От трех крестов (386 сажень от Зонтага) спустился я в Вавилон, еще 133 сажени ниже трех крестов. Солнце совсем уже закатилось. Часть неба покрылась ярким пурпуровым цветом. Начинало темнеть и в воздухе распространилась уже вечерняя свежесть. Я дождался у камер-обскуры луны. Она взошла и осветила другим светом потемневшие леса и горы. Все было тихо и в душе моей и в окружавшей меня природе. Я насладился еще несколько минут и сею красноречивою тишиною, и благодатным влиянием прекрасного вечера и неизобразимых теней, рисовавшихся между лесов, долин, и наконец какою-то торжественностию прохладной ночи. — Взор мой старался проникнуть вдаль, но бледный свет луны ему не благоприятствовал. Я пошел в палатку, и добрый чех напоил меня опять шоколадом. В 8 часов я начал по большой дороге спускаться к городу, один, по горам, окруженный дремотою лесов…

29/17 августа править

29/17 августа. Сегодня познакомился с Багезеном, датским поэтом автором «Партенанцы» и разных мелких стихотворений, более эротических. Он за 34 года пред сим путешествовал с Карамзиным, помнит его. {13} Знает Блудова, Мих<аила> Орлова. С восхищением, со слезами на глазах говорил о принцессе Ловиц — и теперь, по словам его, закроет глаза навеки, ибо другого, подобного ей ангела, уже более на земле не увидит. Готовит какую-то новую поэму, отдохнув 15 лет после издания последнего своего сочинения. О теперешней нем<ецкой> словесности говорит с сожалением; даже и ученые труды Гете, о которых я ему напомнил, по его мнению не заслуживают той славы, коею возвеличили их литераторы-журналисты, ожидая такой же похвалы и от Гете. 34 года странствует Баг<езен> по Европе и знакомится со всеми; от кедра — до пиона; от Наполеона — до меня…

30/18 августа править

30/18 августа. Сегодня был у меня два раза Багезен. Поутру просидел более двух часов и помешал мне гулять, и с час после обеда. О чем и о ком не говорил он? — О литературе судит здраво и, кажется, беспристрастно. Шеллинга, ни его философию — не любит, и совершенно винит его в ссоре с Якоби, называя последнего немецким Платоном (Статья в Ж. Поле «Jakobi, der Dichter und Philosoph»). Он восхищается нравственным характером Якоби и изображает его мудрецом в жизни и в сочинениях. Я рад, что нашел подобное моему мнение о Якоби. Ж. Поля описывает, как уже отцветшим, сухим и педантом в обращении. Знавал Наполеона, Лафайета, Benj. Constant, Mad. Stahl и отца ее. Долго жил в Париже, но выговор сохранил датский. Обещает издать 15-летний плод трудов своих. Страдает и пишет беспрестанно. Знавал Фихте и рассказал мне любопытное первое знакомство Фихте с Кантом* Он желал представиться германскому Аристотелю и обратить его внимание к себе, приехал в Кенигсберг и прежде, нежели пошел к нему, решил сделаться ему известным произведением оригинальным, заехал в трактир и написал первое свое сочинение: О религии.

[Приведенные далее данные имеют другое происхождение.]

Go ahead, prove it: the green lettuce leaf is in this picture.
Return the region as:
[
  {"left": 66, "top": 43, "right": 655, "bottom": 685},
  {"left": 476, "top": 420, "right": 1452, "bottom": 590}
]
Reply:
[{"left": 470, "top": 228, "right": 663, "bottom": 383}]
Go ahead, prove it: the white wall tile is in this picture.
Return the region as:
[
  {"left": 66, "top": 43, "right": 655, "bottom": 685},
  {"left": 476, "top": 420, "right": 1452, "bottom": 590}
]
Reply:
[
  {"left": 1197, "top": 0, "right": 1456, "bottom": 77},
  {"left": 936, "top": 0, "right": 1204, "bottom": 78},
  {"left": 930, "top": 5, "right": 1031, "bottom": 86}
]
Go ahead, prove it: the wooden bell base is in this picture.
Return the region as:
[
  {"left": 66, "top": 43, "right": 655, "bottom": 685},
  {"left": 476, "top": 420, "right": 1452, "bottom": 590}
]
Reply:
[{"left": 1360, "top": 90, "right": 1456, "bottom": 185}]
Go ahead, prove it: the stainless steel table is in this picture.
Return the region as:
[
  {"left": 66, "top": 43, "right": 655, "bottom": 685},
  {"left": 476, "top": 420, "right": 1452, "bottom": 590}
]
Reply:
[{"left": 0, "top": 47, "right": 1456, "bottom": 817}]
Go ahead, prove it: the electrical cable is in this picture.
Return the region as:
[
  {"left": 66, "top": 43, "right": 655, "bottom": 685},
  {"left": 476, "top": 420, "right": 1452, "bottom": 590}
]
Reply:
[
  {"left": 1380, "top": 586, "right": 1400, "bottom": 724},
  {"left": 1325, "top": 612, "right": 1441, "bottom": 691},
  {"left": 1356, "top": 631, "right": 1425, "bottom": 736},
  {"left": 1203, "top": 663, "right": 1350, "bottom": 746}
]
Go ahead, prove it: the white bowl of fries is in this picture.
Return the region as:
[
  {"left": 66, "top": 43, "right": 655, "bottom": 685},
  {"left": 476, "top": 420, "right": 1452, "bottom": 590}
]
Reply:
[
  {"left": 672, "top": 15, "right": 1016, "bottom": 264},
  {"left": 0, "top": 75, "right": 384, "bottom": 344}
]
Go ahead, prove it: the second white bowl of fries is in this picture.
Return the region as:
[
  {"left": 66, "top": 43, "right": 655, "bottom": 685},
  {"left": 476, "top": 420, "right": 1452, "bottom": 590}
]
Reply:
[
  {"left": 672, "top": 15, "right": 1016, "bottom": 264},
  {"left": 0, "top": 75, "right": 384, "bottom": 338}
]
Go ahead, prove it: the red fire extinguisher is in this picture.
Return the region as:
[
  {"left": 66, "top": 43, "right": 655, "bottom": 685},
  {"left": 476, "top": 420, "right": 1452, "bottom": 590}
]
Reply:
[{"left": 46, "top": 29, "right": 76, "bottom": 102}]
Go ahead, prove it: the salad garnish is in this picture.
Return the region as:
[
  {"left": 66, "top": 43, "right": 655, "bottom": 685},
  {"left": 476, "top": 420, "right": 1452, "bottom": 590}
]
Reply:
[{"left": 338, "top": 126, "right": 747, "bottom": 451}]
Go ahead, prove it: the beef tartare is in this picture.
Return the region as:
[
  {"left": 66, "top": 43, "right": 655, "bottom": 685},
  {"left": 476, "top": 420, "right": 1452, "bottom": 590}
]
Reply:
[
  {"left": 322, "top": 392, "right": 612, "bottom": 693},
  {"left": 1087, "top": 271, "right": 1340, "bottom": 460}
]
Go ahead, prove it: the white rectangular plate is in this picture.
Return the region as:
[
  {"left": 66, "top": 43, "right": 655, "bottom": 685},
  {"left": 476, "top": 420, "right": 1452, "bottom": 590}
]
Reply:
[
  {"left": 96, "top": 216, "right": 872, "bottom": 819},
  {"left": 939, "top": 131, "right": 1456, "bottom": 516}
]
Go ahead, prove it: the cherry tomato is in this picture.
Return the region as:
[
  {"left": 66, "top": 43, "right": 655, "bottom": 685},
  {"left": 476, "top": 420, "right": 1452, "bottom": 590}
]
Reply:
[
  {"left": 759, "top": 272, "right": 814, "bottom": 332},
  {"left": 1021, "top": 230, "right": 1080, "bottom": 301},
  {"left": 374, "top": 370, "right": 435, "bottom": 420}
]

Кант прочел, изумился, и Фихте сделался его частым собеседником в пребывание свое в Кен<игс>берге…

1 сентября/19 августа править

1 сентября/19 августа. Багезен читал мне свои стихи в ответ на послание к нему шведа Бринкмана. Последнее более мне понравилось. Оно короче ответа и в нем более огня. Баг<езен> напротив утомил меня 36 страницами.

После обеда Вибекинг показывал мне сочинение свое и планы водяным строениям — uber die Wasserbaukunst; {14} тут видел я и доктора Пешмана, которого совету последую завтра.

Я заходил к мюнхенскому еврею — и видел у него шпагу принца Евгения, осыпанную бриллиантами, с французским имперским орлом. Он продает ее за 1500 дукатов. В мантии его, которую он носил, как вице-констабль, в Мюнхене играют на театре, при представлении «Жанны д’Арк» — Sic transit gloria mundi!

Виб<екинг> показывал мне венского ценсора (Рупрехта), который осматривает все книжные лавки в империи; доносит о запрещаемых Меттерниху. Недавно и здесь взято полицией книг на 2 т<ысячи> гульдинов у книгопродавца. Виб<екинг> уверяет, что ни горничная девка, ни камердинер, без совета Рупрехта, к императору не принимаются.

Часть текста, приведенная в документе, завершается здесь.